Decision-Making Process
Several financial products were reviewed, but the lifetime mortgage emerged as the most suitable option. This decision was based on the client’s limited income, inability to commit to regular repayments, and strong preference to remain in her home. Her desire to stay in her property was a key factor that ruled out alternatives like downsizing.
With a property valuation of circa £1.7m, the client released a loan amount of £776k to meet her financial objectives. Standard Life Home Finance was recommended due to the competitive pricing of their Horizon range and its flexible features, including downsizing protection from day one and 8-year fixed early repayment charges (ERCs). These features offered the client peace of mind in managing her estate effectively.
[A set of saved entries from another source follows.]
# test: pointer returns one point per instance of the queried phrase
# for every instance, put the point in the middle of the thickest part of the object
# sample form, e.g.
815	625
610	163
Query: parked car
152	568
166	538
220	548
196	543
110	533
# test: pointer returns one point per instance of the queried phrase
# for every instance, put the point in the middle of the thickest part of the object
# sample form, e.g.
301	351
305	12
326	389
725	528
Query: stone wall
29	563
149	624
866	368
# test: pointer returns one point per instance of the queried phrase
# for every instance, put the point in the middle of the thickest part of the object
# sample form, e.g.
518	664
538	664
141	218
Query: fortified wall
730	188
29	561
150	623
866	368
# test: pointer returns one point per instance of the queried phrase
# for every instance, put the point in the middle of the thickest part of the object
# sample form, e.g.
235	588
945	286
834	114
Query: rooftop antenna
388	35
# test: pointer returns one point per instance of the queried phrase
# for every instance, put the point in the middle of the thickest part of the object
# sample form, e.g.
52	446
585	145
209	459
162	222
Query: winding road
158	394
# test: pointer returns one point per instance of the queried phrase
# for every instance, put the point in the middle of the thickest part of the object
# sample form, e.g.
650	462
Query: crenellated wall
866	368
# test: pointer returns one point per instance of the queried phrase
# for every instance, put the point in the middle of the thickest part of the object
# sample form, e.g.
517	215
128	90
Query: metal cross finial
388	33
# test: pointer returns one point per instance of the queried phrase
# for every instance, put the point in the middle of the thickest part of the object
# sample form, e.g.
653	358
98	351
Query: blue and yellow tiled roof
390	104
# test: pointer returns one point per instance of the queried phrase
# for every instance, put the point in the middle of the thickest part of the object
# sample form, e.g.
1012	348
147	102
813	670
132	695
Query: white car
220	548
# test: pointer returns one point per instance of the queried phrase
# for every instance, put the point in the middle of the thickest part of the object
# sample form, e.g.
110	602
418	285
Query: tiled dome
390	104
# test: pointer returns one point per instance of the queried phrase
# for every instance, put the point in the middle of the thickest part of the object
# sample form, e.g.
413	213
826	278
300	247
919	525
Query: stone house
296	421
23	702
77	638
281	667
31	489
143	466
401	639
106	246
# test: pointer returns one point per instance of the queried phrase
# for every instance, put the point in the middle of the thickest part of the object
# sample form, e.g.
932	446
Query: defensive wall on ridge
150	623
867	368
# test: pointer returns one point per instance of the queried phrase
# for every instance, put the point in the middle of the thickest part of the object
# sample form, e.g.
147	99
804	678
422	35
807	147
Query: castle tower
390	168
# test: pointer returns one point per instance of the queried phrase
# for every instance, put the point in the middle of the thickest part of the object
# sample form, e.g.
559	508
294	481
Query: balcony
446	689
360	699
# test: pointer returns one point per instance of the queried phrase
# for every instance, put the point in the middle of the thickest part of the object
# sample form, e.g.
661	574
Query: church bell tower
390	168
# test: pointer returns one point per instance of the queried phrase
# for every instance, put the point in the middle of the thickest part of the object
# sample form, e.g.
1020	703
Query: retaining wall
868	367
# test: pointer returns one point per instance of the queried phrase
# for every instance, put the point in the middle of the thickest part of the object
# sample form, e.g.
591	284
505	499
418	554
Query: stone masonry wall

An additional benefit of taking out the mortgage was bringing the client’s estate back under the £2m threshold. This adjustment allowed her to regain both her own and her inherited residence nil rate bands, significantly improving the estate’s tax efficiency.
They also recommended that the client update her Will to ensure her estate planning reflected her intentions. This approach provided her with financial clarity and reassurance, knowing she could remain comfortably in her home while witnessing her sons benefit from her wealth.
Additionally, due to Horizon’s 8-year fixed ERCs that decrease annually, the client retained flexibility to review the mortgage in the future. This ensured her estate planning remained adaptable to any changes in her health or financial situation. Specialist IHT advice complemented their recommendation, ensuring the client received comprehensive guidance throughout the process. The collaboration between the adviser, wealth management team, and Standard Life Home Finance’s support staff facilitated a seamless and efficient experience.
Final Thoughts
This case highlights the complexities of estate planning, particularly when balancing immediate family support with long-term financial security. The lifetime mortgage proved to be an effective tool, providing flexibility for a client with limited income but substantial property assets.
It allowed the client to address immediate needs, such as supporting her son and reducing IHT exposure, without jeopardising her financial stability. The case underscores the value of customised financial solutions tailored to the client’s personal circumstances, estate size, and health considerations.